ERIC SCHURENBERG, EDITOR IN CHIEF, BNET MONEYWATCH: After the great depression, Washington and Wall Street sat down and fashioned a new regulatory system to restore confidence in banks and capital markets. It worked. In fact, it kept going 60 years until it finally broke down in this crisis. We need something like that again. It seems to me that a few principles ought to be followed. First, accountability. If you take the risk, you take the hit. Wall Street firms used to be partnerships, in which partners risked their own capital. Financial enterprises today are run by managers. If they gamble and win big, they get rich. If they lose, the shareholders get wiped out. If Lehman and Bear and Merrill CEOs stood to lose their own money, would they have gambled on toxic loans at 30:1 leverage? Second, acceptance of uncertainty. The problem with sub-prime loans wasn't so much that they were made. It was that investors believed they were safe.
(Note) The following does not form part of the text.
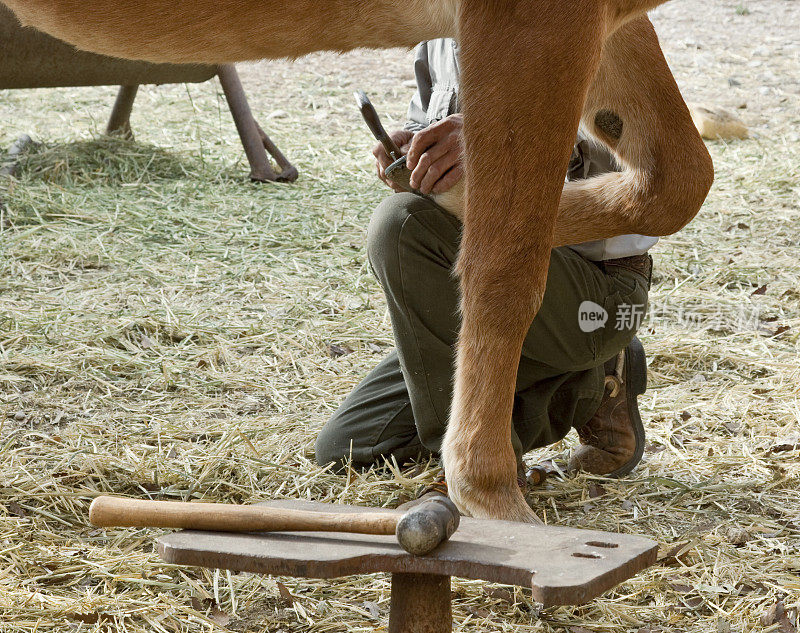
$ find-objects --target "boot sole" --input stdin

They believed it because credit rating agencies said so. Washington blamed the credit rating agencies last year, but Washington created the situation by making them official arbiters of credit risk. In effect, Uncle Sam decreed such firms could see the future. They couldn't. Finally, balance. Markets exist because regulations can't possibly keep up with change. Regulations exist because markets inevitably give in to emotional folly. You need both markets and rules because circumstances always change and human nature never does. I'm Eric Schurenberg.